Bendigo couple faced with heartbreaking choice

In the week leading up to the SANDS memorial service, HANNAH KNIGHT spoke to women who lost their babies when there was little or no support available.

A BENDIGO couple were faced with the toughest decision of their lives when their unborn baby was diagnosed with severe spina bifida.

Sandy, a 36-year-old Bendigo resident who did not wish to reveal her surname, said the bad news was delivered during a routine ultrasound at 20 weeks.

“It was likely he wouldn’t survive full term pregnancy or he could die shortly after birth,” she said.

“He wouldn’t have a good quality of life, he had a lot of fluid on the brain ... I remember when I found out I just bawled my eyes out.

“The sonographer said most people terminate.”

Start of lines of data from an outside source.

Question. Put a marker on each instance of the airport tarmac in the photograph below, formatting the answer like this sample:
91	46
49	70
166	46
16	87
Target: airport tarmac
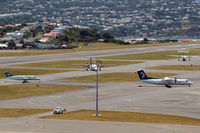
125	96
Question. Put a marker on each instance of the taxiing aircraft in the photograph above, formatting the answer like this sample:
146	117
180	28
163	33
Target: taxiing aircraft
93	67
184	57
23	78
167	81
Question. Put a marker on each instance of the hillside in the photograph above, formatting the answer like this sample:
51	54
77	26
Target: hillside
119	17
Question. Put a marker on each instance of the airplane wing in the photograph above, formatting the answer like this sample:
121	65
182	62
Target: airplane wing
168	80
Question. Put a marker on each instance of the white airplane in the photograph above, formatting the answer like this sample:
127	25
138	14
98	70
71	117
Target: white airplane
184	57
23	78
167	81
93	67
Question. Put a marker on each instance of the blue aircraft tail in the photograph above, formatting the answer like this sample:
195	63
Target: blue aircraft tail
142	75
8	74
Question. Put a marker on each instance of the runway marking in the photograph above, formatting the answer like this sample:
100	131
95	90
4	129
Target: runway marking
119	91
103	93
180	129
136	108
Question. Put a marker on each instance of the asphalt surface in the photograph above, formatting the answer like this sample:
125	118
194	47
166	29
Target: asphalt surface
128	96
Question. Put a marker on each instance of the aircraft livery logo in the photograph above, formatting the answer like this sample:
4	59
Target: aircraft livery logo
142	74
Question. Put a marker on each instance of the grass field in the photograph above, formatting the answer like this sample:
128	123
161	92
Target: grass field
126	117
75	64
22	71
19	91
14	112
116	77
161	55
96	46
177	67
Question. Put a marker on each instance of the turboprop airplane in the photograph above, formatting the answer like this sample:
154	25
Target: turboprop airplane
93	67
184	57
23	78
167	81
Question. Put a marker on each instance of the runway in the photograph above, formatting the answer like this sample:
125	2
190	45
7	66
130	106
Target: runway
128	96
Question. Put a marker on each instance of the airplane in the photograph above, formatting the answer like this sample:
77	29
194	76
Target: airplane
24	78
184	57
167	81
93	67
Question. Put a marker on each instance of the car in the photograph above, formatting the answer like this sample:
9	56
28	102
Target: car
58	110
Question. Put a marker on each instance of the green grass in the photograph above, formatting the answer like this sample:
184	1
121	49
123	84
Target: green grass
14	112
19	91
116	77
126	117
177	67
161	55
75	64
96	46
22	71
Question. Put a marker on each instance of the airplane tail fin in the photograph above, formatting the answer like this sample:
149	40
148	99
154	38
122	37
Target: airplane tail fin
90	60
8	74
142	75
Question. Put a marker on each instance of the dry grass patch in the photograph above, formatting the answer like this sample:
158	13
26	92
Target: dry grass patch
14	112
177	67
162	55
22	71
75	64
116	77
19	91
96	46
126	117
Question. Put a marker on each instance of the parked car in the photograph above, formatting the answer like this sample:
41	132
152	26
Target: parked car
58	110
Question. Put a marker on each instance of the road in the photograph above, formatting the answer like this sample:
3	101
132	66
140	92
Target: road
129	96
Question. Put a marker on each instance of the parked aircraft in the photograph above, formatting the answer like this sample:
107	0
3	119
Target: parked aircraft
93	67
184	57
167	81
23	78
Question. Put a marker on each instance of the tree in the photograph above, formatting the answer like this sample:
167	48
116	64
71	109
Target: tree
11	44
107	36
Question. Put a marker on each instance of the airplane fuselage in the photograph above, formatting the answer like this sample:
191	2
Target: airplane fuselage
24	77
168	81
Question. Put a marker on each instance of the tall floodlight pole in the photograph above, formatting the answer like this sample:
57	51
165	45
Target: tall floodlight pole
97	80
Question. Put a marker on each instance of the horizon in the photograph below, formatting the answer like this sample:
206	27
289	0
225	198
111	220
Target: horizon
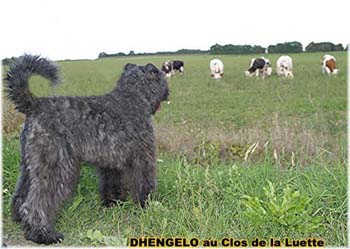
80	29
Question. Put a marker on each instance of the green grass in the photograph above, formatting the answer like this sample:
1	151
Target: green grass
195	201
300	128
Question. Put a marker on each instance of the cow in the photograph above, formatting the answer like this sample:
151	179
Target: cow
167	68
284	66
328	64
178	66
259	67
216	68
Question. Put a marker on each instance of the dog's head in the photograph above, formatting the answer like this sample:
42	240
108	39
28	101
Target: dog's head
147	82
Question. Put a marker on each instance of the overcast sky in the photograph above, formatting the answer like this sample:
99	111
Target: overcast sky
76	29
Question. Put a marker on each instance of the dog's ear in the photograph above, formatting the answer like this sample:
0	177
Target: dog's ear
129	66
151	68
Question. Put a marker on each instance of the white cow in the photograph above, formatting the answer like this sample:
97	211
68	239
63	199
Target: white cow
285	66
216	68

Sandy and her husband made the painful decision to “set free” the unborn child they had named Daniel.

“So we went into hospital on Monday, October 5, 2009, and that’s when I was induced,” Sandy said.

“For 12 and a half hours I was in labor and we had him at 8.26pm.

“It was very daunting because we didn’t know what he would look like.

“He was tiny – only 288 grams and fully formed – except when you turned him over he had a big, centimetre hole in his back.

“So what they saw in the ultrasound was spot on ... he was a still birth but it was also our choice to let him go when he did, so that was pretty hard.”

Sandy remembers screaming about how unfair the situation was during her labour.

“We don’t regret our decision,” she said.

“But we wanted to let this story out because there was no one to talk to in the same situation.

“At the time all I was seeking was someone to talk to.”

Sandy said SANDS Bendigo was a great source of support.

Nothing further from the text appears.